At this year’s Sundance Film Festival three documentaries – Summer of Soul, Rebel Hearts and My Name is Pauli Murray – posed important questions about racism in the Civil Rights era and, luckily for the audience, each provided clear and considered answers. Taken together, these films offer fresh insight into 1960s activism and paint intimate portraits of under-appreciated figures who were active during this momentous period in American history.

This thematic overlap comes as no surprise, given the renewed public interest in political documentaries over the past year. Following 2020’s summer protests against police brutality, Ava DuVernay’s 13th experienced a 4,665 per cent increase in viewership on streaming services, and this wave has continued into 2021 with recent documentaries like MLK/FBI.

Of the three aforementioned Sundance docs, Summer of Soul is perhaps the splashiest. Directed by Ahmir “Questlove” Thompson, the film resurfaces a trove of footage from the Harlem Cultural Festival, a Black concert series held in the summer of 1969. Thompson dusts off these precious tapes and tracks down festivalgoers and concert organisers to get a full picture of the occasion.

Smartly, the film allows much of the concert footage to roll unimpeded, only interrupting with political insight from Jesse Jackson or Al Sharpton, or to provide musical context for how each genre showcased at the festival – blues, soul, gospel, jazz – spoke to a unique facet of Black American life. Above all, the film is interested in how Black music – and the collective listening experience – was an important political outlet in the ’60s, offering a space of commiseration and organising; what one child attendee calls “the ultimate black barbecue.”

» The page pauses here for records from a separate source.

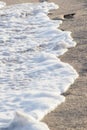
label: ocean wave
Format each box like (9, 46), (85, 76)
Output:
(0, 1), (78, 130)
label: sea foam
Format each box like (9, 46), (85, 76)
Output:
(0, 1), (78, 130)
(1, 112), (49, 130)
(0, 1), (6, 8)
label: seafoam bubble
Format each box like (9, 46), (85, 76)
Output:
(1, 112), (49, 130)
(0, 1), (6, 8)
(0, 1), (78, 130)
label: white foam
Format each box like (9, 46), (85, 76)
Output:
(1, 112), (49, 130)
(0, 1), (6, 8)
(0, 2), (78, 130)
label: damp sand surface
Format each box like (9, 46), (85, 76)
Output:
(43, 0), (87, 130)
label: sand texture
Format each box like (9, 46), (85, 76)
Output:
(43, 0), (87, 130)
(1, 0), (87, 129)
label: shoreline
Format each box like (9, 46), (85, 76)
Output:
(43, 0), (87, 129)
(1, 0), (87, 129)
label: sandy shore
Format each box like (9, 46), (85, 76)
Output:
(43, 0), (87, 130)
(2, 0), (87, 129)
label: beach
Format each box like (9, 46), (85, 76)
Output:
(1, 0), (87, 129)
(43, 0), (87, 129)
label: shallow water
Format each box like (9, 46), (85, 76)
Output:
(0, 1), (78, 130)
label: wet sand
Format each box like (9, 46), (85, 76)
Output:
(2, 0), (87, 129)
(43, 0), (87, 130)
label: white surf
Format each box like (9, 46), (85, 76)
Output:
(0, 1), (78, 130)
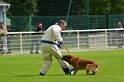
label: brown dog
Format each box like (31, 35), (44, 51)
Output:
(62, 55), (99, 75)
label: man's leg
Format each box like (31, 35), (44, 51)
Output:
(40, 60), (52, 75)
(57, 59), (71, 74)
(51, 45), (71, 74)
(36, 38), (40, 53)
(0, 39), (4, 54)
(7, 39), (11, 53)
(30, 37), (35, 53)
(40, 50), (53, 75)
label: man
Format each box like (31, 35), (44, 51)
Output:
(116, 21), (124, 48)
(0, 22), (7, 54)
(39, 20), (71, 76)
(30, 23), (45, 54)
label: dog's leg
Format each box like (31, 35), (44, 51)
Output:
(92, 71), (96, 75)
(69, 69), (75, 74)
(86, 69), (89, 75)
(92, 64), (99, 75)
(71, 68), (75, 71)
(73, 70), (78, 75)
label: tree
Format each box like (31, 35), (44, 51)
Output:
(3, 0), (124, 16)
(89, 0), (124, 15)
(3, 0), (37, 31)
(36, 0), (86, 16)
(36, 0), (69, 16)
(109, 0), (124, 14)
(70, 0), (86, 15)
(3, 0), (37, 16)
(89, 0), (109, 15)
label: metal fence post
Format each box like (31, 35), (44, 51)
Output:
(20, 33), (22, 54)
(77, 31), (80, 51)
(105, 30), (108, 50)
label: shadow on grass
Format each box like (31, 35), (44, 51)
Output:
(13, 73), (95, 77)
(13, 74), (67, 77)
(46, 74), (90, 76)
(13, 75), (39, 77)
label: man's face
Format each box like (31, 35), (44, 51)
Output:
(60, 23), (67, 30)
(0, 23), (3, 28)
(118, 22), (122, 27)
(39, 26), (42, 28)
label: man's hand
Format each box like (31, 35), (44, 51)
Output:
(57, 42), (63, 48)
(4, 29), (7, 35)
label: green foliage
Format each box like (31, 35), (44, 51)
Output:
(110, 0), (124, 14)
(36, 0), (69, 16)
(3, 0), (37, 16)
(89, 0), (124, 14)
(0, 50), (124, 82)
(2, 0), (124, 31)
(71, 0), (86, 15)
(2, 0), (124, 16)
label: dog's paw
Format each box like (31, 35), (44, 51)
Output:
(70, 72), (74, 75)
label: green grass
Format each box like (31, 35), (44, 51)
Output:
(0, 50), (124, 82)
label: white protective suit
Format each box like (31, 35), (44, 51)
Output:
(40, 24), (70, 75)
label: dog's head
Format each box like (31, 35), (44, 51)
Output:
(62, 55), (72, 62)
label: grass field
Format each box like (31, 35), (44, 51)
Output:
(0, 50), (124, 82)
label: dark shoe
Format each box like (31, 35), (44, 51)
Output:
(36, 51), (40, 54)
(30, 52), (34, 54)
(0, 52), (4, 54)
(118, 45), (122, 48)
(39, 72), (45, 76)
(6, 52), (11, 54)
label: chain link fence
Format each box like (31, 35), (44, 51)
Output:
(109, 14), (124, 28)
(7, 15), (106, 32)
(7, 14), (124, 31)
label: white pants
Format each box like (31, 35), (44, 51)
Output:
(40, 43), (69, 74)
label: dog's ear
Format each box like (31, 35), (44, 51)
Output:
(68, 55), (71, 57)
(62, 55), (67, 60)
(67, 55), (71, 59)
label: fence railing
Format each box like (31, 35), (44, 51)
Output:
(2, 28), (124, 55)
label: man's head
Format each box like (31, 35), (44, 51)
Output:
(58, 20), (67, 30)
(7, 25), (11, 30)
(0, 22), (4, 28)
(117, 22), (122, 27)
(38, 23), (43, 28)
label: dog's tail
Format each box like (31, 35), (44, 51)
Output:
(94, 64), (99, 73)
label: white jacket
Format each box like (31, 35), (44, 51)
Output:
(41, 24), (63, 42)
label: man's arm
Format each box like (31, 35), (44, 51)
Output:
(52, 26), (63, 48)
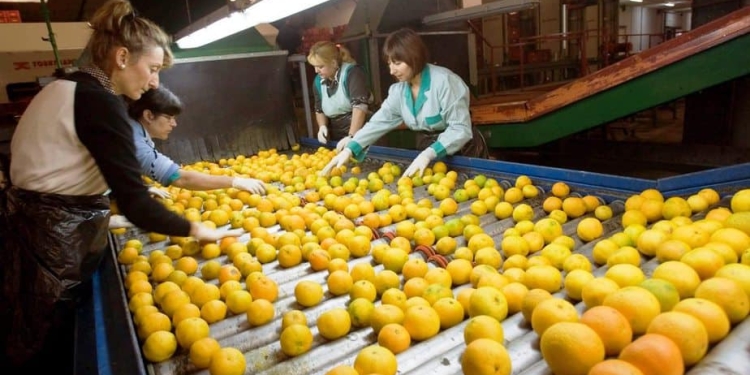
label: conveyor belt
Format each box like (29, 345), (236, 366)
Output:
(91, 141), (750, 375)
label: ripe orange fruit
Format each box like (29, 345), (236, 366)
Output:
(540, 322), (605, 375)
(588, 359), (645, 375)
(694, 276), (750, 324)
(463, 315), (504, 345)
(209, 347), (246, 375)
(602, 286), (660, 335)
(461, 338), (511, 375)
(280, 324), (313, 357)
(353, 345), (397, 375)
(142, 331), (177, 363)
(618, 334), (684, 375)
(189, 337), (220, 369)
(531, 298), (579, 336)
(317, 308), (351, 340)
(377, 323), (411, 354)
(672, 298), (730, 344)
(580, 305), (632, 356)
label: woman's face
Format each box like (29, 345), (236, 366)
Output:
(388, 59), (414, 83)
(113, 46), (164, 100)
(142, 111), (176, 140)
(313, 60), (338, 80)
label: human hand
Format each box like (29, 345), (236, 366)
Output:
(404, 148), (437, 177)
(108, 214), (133, 229)
(319, 148), (353, 176)
(190, 223), (244, 243)
(335, 136), (352, 152)
(148, 186), (171, 199)
(232, 177), (266, 195)
(317, 126), (328, 143)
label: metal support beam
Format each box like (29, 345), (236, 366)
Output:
(422, 0), (540, 26)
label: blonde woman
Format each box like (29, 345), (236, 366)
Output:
(308, 41), (372, 151)
(2, 0), (238, 369)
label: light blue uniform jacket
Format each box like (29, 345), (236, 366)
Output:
(347, 64), (472, 160)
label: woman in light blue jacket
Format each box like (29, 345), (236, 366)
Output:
(321, 28), (487, 177)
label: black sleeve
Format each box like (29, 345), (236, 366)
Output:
(75, 88), (191, 236)
(347, 66), (371, 107)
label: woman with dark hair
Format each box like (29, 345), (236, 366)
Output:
(127, 86), (265, 194)
(320, 28), (487, 177)
(307, 41), (372, 151)
(1, 0), (239, 370)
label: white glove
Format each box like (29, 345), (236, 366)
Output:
(190, 223), (243, 243)
(108, 214), (133, 229)
(148, 187), (171, 199)
(317, 126), (328, 143)
(336, 136), (352, 152)
(232, 177), (266, 195)
(404, 148), (437, 177)
(319, 148), (353, 176)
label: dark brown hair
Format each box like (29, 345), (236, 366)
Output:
(86, 0), (173, 72)
(128, 86), (182, 120)
(383, 28), (429, 75)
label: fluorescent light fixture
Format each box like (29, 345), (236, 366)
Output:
(176, 0), (332, 49)
(423, 0), (539, 26)
(630, 0), (643, 3)
(664, 2), (675, 6)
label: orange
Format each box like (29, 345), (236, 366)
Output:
(521, 288), (553, 322)
(175, 317), (210, 350)
(581, 276), (621, 309)
(294, 280), (324, 307)
(246, 299), (275, 326)
(354, 345), (397, 375)
(327, 270), (353, 296)
(461, 338), (512, 375)
(248, 275), (279, 302)
(501, 282), (529, 315)
(381, 288), (408, 312)
(317, 308), (351, 340)
(694, 276), (750, 324)
(577, 217), (604, 242)
(200, 300), (227, 324)
(280, 324), (313, 357)
(463, 314), (504, 344)
(681, 247), (725, 280)
(655, 239), (691, 262)
(603, 286), (661, 335)
(646, 311), (708, 366)
(551, 182), (570, 198)
(445, 259), (473, 286)
(209, 347), (246, 375)
(370, 304), (405, 334)
(540, 322), (605, 375)
(432, 297), (464, 330)
(142, 331), (177, 363)
(347, 297), (375, 328)
(580, 305), (632, 356)
(225, 290), (253, 315)
(605, 264), (645, 288)
(638, 278), (680, 312)
(564, 269), (595, 301)
(325, 365), (358, 375)
(401, 305), (440, 341)
(191, 283), (221, 308)
(588, 359), (645, 375)
(715, 263), (750, 298)
(280, 309), (307, 331)
(672, 298), (730, 344)
(189, 337), (220, 369)
(377, 323), (411, 354)
(468, 286), (508, 322)
(652, 261), (701, 299)
(523, 265), (562, 293)
(531, 298), (579, 336)
(350, 279), (377, 302)
(137, 312), (171, 341)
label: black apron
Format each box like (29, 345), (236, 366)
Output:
(327, 112), (354, 141)
(415, 126), (489, 159)
(1, 185), (110, 364)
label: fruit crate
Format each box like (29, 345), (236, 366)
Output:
(91, 139), (750, 375)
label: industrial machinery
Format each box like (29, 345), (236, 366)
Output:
(86, 139), (750, 375)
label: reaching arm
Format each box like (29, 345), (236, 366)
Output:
(170, 170), (234, 191)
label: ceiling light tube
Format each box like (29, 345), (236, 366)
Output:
(664, 2), (675, 7)
(176, 0), (332, 49)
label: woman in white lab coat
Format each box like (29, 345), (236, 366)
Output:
(321, 28), (487, 177)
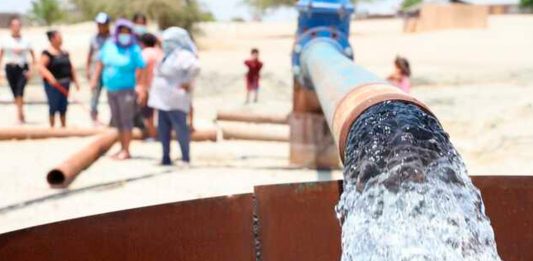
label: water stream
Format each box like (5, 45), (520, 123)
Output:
(336, 101), (501, 260)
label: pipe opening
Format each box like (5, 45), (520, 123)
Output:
(336, 101), (500, 260)
(47, 170), (66, 185)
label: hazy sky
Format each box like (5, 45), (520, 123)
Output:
(201, 0), (252, 21)
(0, 0), (254, 20)
(1, 0), (516, 22)
(0, 0), (33, 13)
(0, 0), (397, 21)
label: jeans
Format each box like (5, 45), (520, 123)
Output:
(44, 79), (70, 116)
(158, 110), (190, 163)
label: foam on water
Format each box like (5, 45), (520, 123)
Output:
(336, 101), (501, 261)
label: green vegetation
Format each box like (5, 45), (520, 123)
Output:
(521, 0), (533, 9)
(401, 0), (422, 11)
(31, 0), (66, 25)
(243, 0), (295, 12)
(69, 0), (214, 31)
(243, 0), (375, 15)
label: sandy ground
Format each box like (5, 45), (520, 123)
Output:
(0, 15), (532, 233)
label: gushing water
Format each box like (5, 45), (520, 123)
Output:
(336, 101), (501, 261)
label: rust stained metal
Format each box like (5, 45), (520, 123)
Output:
(0, 194), (255, 261)
(332, 83), (433, 163)
(217, 111), (289, 125)
(300, 41), (433, 164)
(255, 181), (343, 261)
(471, 176), (533, 261)
(254, 177), (533, 261)
(0, 127), (105, 141)
(188, 129), (218, 142)
(221, 126), (289, 142)
(132, 128), (218, 142)
(46, 130), (119, 188)
(1, 177), (531, 260)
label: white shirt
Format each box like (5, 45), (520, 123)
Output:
(1, 36), (32, 65)
(148, 49), (200, 112)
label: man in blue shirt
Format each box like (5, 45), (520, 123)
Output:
(91, 18), (147, 160)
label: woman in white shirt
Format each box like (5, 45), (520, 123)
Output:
(0, 17), (36, 124)
(148, 27), (200, 166)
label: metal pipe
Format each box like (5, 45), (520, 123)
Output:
(300, 40), (432, 162)
(221, 125), (289, 142)
(0, 194), (255, 260)
(0, 127), (105, 141)
(217, 111), (289, 125)
(46, 130), (119, 188)
(47, 128), (215, 188)
(131, 128), (218, 142)
(189, 129), (218, 142)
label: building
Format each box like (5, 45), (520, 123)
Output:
(0, 0), (31, 28)
(462, 0), (522, 14)
(403, 0), (522, 33)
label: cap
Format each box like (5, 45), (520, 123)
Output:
(95, 12), (111, 24)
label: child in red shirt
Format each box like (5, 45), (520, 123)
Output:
(244, 48), (263, 103)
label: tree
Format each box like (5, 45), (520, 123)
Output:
(243, 0), (294, 13)
(401, 0), (422, 11)
(521, 0), (533, 9)
(244, 0), (369, 16)
(31, 0), (65, 25)
(70, 0), (213, 32)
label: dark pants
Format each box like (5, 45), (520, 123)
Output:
(5, 64), (28, 98)
(158, 110), (190, 163)
(44, 79), (70, 116)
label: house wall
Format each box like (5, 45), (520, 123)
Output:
(0, 13), (18, 28)
(404, 3), (489, 33)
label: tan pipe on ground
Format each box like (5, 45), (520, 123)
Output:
(46, 130), (119, 188)
(46, 128), (216, 189)
(217, 111), (289, 124)
(132, 128), (218, 142)
(0, 127), (105, 141)
(221, 126), (289, 142)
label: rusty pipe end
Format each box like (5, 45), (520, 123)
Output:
(47, 169), (67, 188)
(333, 84), (434, 163)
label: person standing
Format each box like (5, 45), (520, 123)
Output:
(387, 56), (412, 93)
(138, 33), (163, 140)
(39, 30), (80, 128)
(86, 12), (112, 126)
(132, 12), (149, 38)
(91, 19), (147, 160)
(244, 48), (263, 103)
(0, 17), (36, 124)
(148, 27), (200, 166)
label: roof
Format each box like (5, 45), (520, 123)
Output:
(459, 0), (519, 4)
(425, 0), (519, 4)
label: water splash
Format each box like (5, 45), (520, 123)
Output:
(336, 101), (501, 261)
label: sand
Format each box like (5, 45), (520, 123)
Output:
(0, 15), (532, 233)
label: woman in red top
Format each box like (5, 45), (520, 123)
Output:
(244, 48), (263, 103)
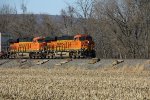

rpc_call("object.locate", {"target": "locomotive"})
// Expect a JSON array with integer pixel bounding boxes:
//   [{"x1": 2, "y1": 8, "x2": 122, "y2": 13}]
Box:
[{"x1": 1, "y1": 34, "x2": 96, "y2": 59}]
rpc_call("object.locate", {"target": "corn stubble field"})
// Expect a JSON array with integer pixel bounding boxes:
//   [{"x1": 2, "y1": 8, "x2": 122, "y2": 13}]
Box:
[{"x1": 0, "y1": 65, "x2": 150, "y2": 100}]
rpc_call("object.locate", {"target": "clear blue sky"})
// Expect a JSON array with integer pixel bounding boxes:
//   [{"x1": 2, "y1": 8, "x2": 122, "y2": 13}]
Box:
[{"x1": 0, "y1": 0, "x2": 76, "y2": 15}]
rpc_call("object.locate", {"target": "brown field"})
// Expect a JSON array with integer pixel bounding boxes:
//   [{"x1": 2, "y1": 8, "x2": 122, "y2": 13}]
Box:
[{"x1": 0, "y1": 66, "x2": 150, "y2": 100}]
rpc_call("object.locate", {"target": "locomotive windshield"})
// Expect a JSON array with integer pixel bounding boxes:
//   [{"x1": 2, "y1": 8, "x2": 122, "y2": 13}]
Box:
[
  {"x1": 38, "y1": 39, "x2": 45, "y2": 43},
  {"x1": 79, "y1": 36, "x2": 92, "y2": 41},
  {"x1": 86, "y1": 36, "x2": 92, "y2": 41},
  {"x1": 79, "y1": 37, "x2": 86, "y2": 41}
]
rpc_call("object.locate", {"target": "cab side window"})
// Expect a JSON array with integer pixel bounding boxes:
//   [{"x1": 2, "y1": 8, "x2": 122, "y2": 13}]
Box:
[
  {"x1": 74, "y1": 38, "x2": 78, "y2": 41},
  {"x1": 79, "y1": 37, "x2": 86, "y2": 41},
  {"x1": 38, "y1": 39, "x2": 44, "y2": 43},
  {"x1": 86, "y1": 36, "x2": 92, "y2": 41}
]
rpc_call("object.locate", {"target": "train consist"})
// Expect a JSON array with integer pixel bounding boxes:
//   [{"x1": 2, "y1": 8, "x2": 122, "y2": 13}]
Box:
[{"x1": 0, "y1": 33, "x2": 96, "y2": 59}]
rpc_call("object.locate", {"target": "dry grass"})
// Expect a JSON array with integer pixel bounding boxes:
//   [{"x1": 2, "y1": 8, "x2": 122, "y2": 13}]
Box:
[{"x1": 0, "y1": 66, "x2": 150, "y2": 100}]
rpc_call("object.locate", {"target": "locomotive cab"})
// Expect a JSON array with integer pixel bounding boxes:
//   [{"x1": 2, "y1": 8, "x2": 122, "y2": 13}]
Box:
[
  {"x1": 32, "y1": 37, "x2": 47, "y2": 50},
  {"x1": 33, "y1": 37, "x2": 45, "y2": 43},
  {"x1": 73, "y1": 34, "x2": 95, "y2": 58},
  {"x1": 74, "y1": 34, "x2": 95, "y2": 51}
]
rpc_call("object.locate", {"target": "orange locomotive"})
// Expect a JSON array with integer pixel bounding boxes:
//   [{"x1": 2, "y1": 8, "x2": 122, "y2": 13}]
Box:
[
  {"x1": 8, "y1": 34, "x2": 96, "y2": 58},
  {"x1": 9, "y1": 37, "x2": 46, "y2": 58},
  {"x1": 46, "y1": 34, "x2": 95, "y2": 58}
]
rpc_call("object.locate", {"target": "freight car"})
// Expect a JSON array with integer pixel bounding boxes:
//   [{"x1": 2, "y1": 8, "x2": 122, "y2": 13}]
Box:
[
  {"x1": 0, "y1": 32, "x2": 13, "y2": 58},
  {"x1": 4, "y1": 34, "x2": 96, "y2": 59}
]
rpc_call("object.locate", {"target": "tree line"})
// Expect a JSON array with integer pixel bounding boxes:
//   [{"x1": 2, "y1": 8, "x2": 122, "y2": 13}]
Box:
[{"x1": 0, "y1": 0, "x2": 150, "y2": 59}]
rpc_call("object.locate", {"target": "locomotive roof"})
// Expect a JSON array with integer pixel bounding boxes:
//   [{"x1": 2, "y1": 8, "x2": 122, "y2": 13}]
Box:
[
  {"x1": 45, "y1": 36, "x2": 56, "y2": 42},
  {"x1": 57, "y1": 35, "x2": 74, "y2": 40},
  {"x1": 74, "y1": 34, "x2": 91, "y2": 38}
]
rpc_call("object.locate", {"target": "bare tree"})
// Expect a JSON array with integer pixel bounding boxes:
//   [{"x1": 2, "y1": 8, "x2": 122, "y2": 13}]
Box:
[
  {"x1": 93, "y1": 0, "x2": 150, "y2": 58},
  {"x1": 75, "y1": 0, "x2": 95, "y2": 34},
  {"x1": 39, "y1": 15, "x2": 59, "y2": 36},
  {"x1": 21, "y1": 0, "x2": 27, "y2": 14},
  {"x1": 0, "y1": 4, "x2": 17, "y2": 35},
  {"x1": 61, "y1": 6, "x2": 77, "y2": 35}
]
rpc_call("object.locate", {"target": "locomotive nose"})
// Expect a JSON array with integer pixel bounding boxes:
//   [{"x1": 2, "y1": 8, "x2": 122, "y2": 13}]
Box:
[
  {"x1": 42, "y1": 42, "x2": 47, "y2": 46},
  {"x1": 86, "y1": 40, "x2": 91, "y2": 45}
]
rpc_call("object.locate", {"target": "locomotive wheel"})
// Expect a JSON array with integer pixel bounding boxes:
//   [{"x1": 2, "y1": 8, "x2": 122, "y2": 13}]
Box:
[
  {"x1": 73, "y1": 55, "x2": 76, "y2": 59},
  {"x1": 8, "y1": 52, "x2": 12, "y2": 59},
  {"x1": 51, "y1": 55, "x2": 54, "y2": 59},
  {"x1": 29, "y1": 53, "x2": 32, "y2": 59},
  {"x1": 41, "y1": 55, "x2": 46, "y2": 59},
  {"x1": 69, "y1": 52, "x2": 73, "y2": 58},
  {"x1": 77, "y1": 51, "x2": 81, "y2": 59},
  {"x1": 53, "y1": 55, "x2": 57, "y2": 59},
  {"x1": 13, "y1": 54, "x2": 16, "y2": 58},
  {"x1": 82, "y1": 53, "x2": 86, "y2": 59},
  {"x1": 29, "y1": 53, "x2": 35, "y2": 59},
  {"x1": 77, "y1": 56, "x2": 81, "y2": 59},
  {"x1": 46, "y1": 56, "x2": 49, "y2": 59},
  {"x1": 52, "y1": 53, "x2": 56, "y2": 59},
  {"x1": 60, "y1": 54, "x2": 63, "y2": 59},
  {"x1": 9, "y1": 53, "x2": 16, "y2": 59},
  {"x1": 33, "y1": 56, "x2": 35, "y2": 59},
  {"x1": 37, "y1": 56, "x2": 40, "y2": 59},
  {"x1": 69, "y1": 55, "x2": 72, "y2": 58}
]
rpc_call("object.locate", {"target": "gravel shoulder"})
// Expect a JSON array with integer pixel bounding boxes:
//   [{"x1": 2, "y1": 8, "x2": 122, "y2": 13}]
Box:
[{"x1": 0, "y1": 59, "x2": 150, "y2": 69}]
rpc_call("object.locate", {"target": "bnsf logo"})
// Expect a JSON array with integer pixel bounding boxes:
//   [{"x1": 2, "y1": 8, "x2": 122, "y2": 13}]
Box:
[
  {"x1": 57, "y1": 42, "x2": 71, "y2": 47},
  {"x1": 19, "y1": 44, "x2": 31, "y2": 48},
  {"x1": 57, "y1": 43, "x2": 64, "y2": 46}
]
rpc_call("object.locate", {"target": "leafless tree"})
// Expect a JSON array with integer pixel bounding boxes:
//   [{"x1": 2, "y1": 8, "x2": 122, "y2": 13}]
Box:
[
  {"x1": 74, "y1": 0, "x2": 95, "y2": 34},
  {"x1": 61, "y1": 6, "x2": 76, "y2": 35},
  {"x1": 21, "y1": 0, "x2": 27, "y2": 14},
  {"x1": 39, "y1": 14, "x2": 59, "y2": 36},
  {"x1": 93, "y1": 0, "x2": 150, "y2": 58},
  {"x1": 0, "y1": 4, "x2": 17, "y2": 35}
]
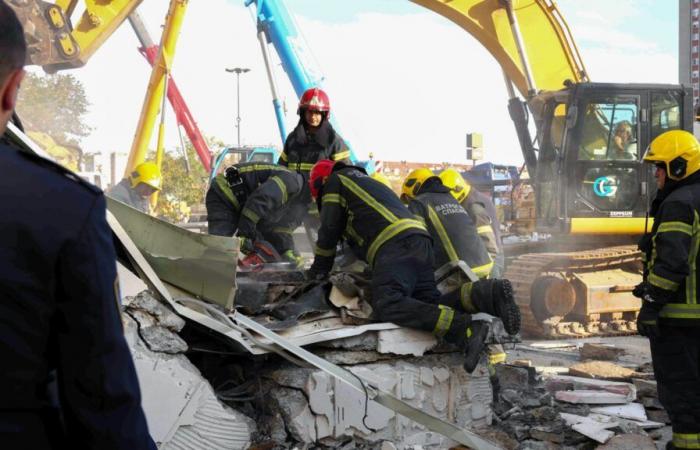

My Name is Pauli Murray (from the directors of 2018’s RBG) provides a similar resurrection act, not of cultural history but rather the lifework of a Black firebrand who remodelled the legal architecture of the US. A priest, poet, lawyer, professor, and friend of Eleanor Roosevelt, they (many scholars argue that Murray probably preferred they/them pronouns) participated in an act of civil disobedience 15 years before Rosa Parks, and successfully integrated a segregated restaurant nearly 17 years before the famed Greensboro sit-ins.

But these two major actions were mere ripples compared to the legal scholarship that Murray undertook. Their seminal law school paper decrying the idea of “separate but equal” systems directly influenced Thurgood Marshall’s logic in the landmark Brown v. Board of Education case, and one of Pauli’s previous cases formed a precedent that would help Ruth Bader Ginsburg prohibit discrimination on the basis on sex.

From the early ’30s onward, Murray lived as a Black nonbinary person, a fact that might have contributed to their relative invisibility within the feminist and Civil Rights movements. As many of the queer activists and legal scholars in the film explain, Murray’s life and personal writings were themselves groundbreaking, offering a rare record of the life of a gender-nonconforming person in the early 20th century.

The third film, Rebel Hearts, centres on sisters of the Immaculate Heart of Saint Mary order in Los Angeles, and how they spent much of the ’60s trying to become “modern.” While the nuns were shedding their habits and reforming their labour practices, they were also protesting for peace and Chicano workers’ rights. One sister, Patrice Underwood, even travelled to Selma, Alabama, to participate in Dr Martin Luther King Jr’s march there, even though she knew she would face censure from the archbishop.

Though it initially appears that the sisters were attempting to modernise the Church, they were in fact fighting for their right to be political. At a time when the Church had distanced itself from any struggles for justice, the nuns refused to sit on the sidelines, and over 75 per cent of them renounced their vows when the Church tried to stifle their nascent activist efforts. On this level, Rebel Hearts offers a fascinating window into the lives of true political allies, who were radically willing to risk their livelihoods for the sake of justice.

Most fascinatingly, these films illustrate how the spirit of the ’60s reaches into the present. Though often ignored, the Harlem Cultural Festival lives through its impact on the sound of music today. Just this past year, Murray’s legal precedent was used to extend job security protections to LGBT+ Americans. And the former IHS sisters are still marching on, and one can only wonder if their activism made Pope Francis’ cultural reforms slightly more palatable. These legacies and memories live on through these documentaries, carrying lessons we can all learn from.